Denn in den sozialen Medien wurden vielfach nur die beiden letzten Sätze ohne den Zusammenhang zum „kleinen Arierparagraphen der Nationalsozialisten“. Margot Käßmann versteht offenbar nicht, dass viele Bürger es satt haben, als Nazis verunglimpft zu werden, nur weil sie sich mehr deutsche Kinder wünschen.

Nun fordert die Theologin, dass ihre aus dem Zusammenhang gerissenen Zitate aus den sozialen Medien gelöscht werden, etwa der Post von Erika Steinbach. Die frühere CDU-Bundestagsabgeordnete hatte der früheren EKD-Ratsvorsitzenden zudem „linksfaschistische Ergüsse im Namen der Kirche“ vorgeworfen.

Margot Käßmann glaubt, dass viele Bürger sie missverstanden haben. Ihrer Ansicht nach seien nicht alle Bürger mit deutschen Vorfahren zu Neonazis. „Dann gehörte ich ja selbst auch dazu“, zitiert sie die Berliner Morgenpost. Tatsächlich hat die Theologin nur die AfD als „Neonazis“ bezeichnet, weil diese deutsche Kinder stärker fördern will.

Käßmann sagte weiter, sie habe zwar schon erlebt, dass Äußerungen von ihr entstellt oder aus dem Zusammenhang gerissen worden seien. Doch die Erfahrung, dass etwas bewusst falsch dargestellt wird, mache sie zum ersten Mal. Dies mache sie zornig, sie fühle sich „auch hilflos“, weil sie es nicht geraderücken könne.

Genau das war der Grund, warum ich darüber noch nicht geschrieben habe, als mir Leser Hinweise auf verschiedene Webseiten dazu schickten, sondern gewartet habe, bis ich dazu eine Seite der Kirche selbst gefunden hatte (Landeskirche Hanovers) um sie zu zitieren.

Das ist wieder mal typisch: Erst harte Sprüche raushauen und hinterher pinsen, wenn sie zitiert wird.

Ich kann mich nicht erinnern, von der Frau schon mal irgendwas gehört zu haben, was ich positiv fand. Wie kommen solche Leute in solche Positionen?

Update 2: Ah, bei der Morgenpost steht noch mehr. Sie erwägt den Rechtsweg gegen Leute, die sie zitieren.

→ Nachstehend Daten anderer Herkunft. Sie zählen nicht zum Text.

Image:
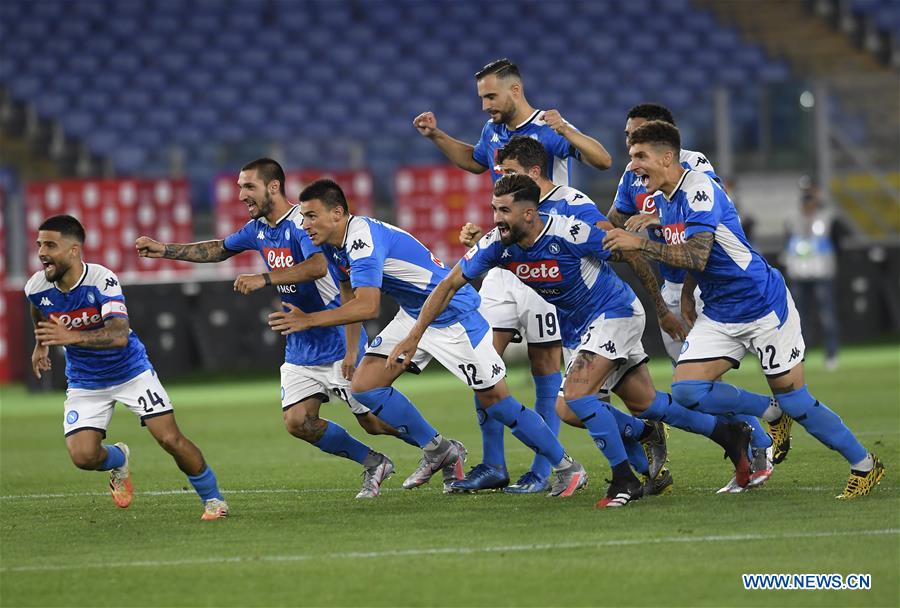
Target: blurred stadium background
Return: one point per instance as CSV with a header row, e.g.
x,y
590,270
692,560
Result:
x,y
136,116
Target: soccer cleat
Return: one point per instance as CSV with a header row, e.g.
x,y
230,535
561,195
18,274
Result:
x,y
374,476
120,481
780,430
215,508
529,483
655,446
620,493
482,477
862,482
568,480
450,462
661,484
761,466
736,449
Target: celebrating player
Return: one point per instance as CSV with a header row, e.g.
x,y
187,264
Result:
x,y
378,257
81,307
635,209
320,362
745,305
561,258
514,311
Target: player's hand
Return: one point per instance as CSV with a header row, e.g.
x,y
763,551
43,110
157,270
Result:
x,y
556,122
54,333
248,283
148,248
426,124
641,222
672,326
293,320
40,360
688,309
469,234
620,240
348,365
402,354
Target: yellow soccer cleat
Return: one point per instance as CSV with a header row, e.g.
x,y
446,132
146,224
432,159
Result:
x,y
780,431
862,482
120,481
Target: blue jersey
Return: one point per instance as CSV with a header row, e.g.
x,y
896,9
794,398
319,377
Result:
x,y
632,198
96,296
376,254
559,151
566,266
563,200
737,285
284,245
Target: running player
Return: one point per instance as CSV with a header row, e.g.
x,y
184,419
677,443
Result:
x,y
514,311
377,257
526,156
318,363
81,307
745,305
561,258
635,209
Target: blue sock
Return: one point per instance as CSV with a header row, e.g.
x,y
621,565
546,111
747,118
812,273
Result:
x,y
339,442
822,423
527,427
759,438
546,389
718,398
393,407
491,438
206,484
115,457
674,414
601,425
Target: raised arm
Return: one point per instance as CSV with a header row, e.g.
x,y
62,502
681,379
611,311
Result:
x,y
204,251
458,152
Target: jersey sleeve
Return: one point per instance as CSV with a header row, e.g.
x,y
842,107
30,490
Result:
x,y
480,154
484,255
625,195
366,252
110,298
704,209
243,239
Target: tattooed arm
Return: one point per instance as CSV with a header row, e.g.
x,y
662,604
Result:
x,y
204,251
113,334
692,254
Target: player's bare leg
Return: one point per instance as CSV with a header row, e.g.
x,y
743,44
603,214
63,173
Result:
x,y
191,462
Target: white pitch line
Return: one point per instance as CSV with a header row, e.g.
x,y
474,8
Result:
x,y
448,550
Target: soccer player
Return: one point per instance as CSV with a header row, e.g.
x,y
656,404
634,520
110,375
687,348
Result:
x,y
562,259
635,209
746,304
378,257
514,311
81,307
526,156
318,363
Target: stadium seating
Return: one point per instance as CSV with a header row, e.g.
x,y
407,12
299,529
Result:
x,y
131,79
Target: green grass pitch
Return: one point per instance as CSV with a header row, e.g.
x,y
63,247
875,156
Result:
x,y
297,536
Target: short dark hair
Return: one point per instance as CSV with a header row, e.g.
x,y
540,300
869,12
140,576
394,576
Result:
x,y
327,191
656,132
66,225
522,188
268,170
529,152
652,111
502,68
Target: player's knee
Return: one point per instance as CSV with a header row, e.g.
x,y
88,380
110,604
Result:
x,y
691,392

Es gebe Inhalte, die einfach gelöscht werden sollten, sagte die ehemalige hannoversche Landesbischöfin dem Evangelischen Pressedienst und berief sich auf einen kürzlich gehörten Experten. “Manche Inhalte sollte man demnach aber auch rechtlich verfolgen”, sagte sie und ergänzte: “Das überlege ich mir in diesem Fall.”

Käßmann hatte am Donnerstag in einer Bibelarbeit beim Kirchentag in Berlin die Forderung der AfD nach einer höheren Geburtenrate kritisiert. Sie sagte, diese entspreche dem “kleinen Arierparagrafen der Nationalsozialisten”: “Zwei deutsche Eltern, vier deutsche Großeltern” – und setzte mit Blick auf die AfD nach: “Da weiß man, woher der braune Wind wirklich weht.”

Ich habe das jetzt mehrmals durchgelesen, verschiedene Quellen, mit manchen Lesern diskutiert, die mir dazu geschrieben haben.

Ich fühle mich dadurch frontal angegriffen und verunglimpft. Ich habe nunmal deutsche Eltern und Großeltern. Sie stellt das mit „braunem Wind“ gleich, und ich finde das einfach eine Frechheit.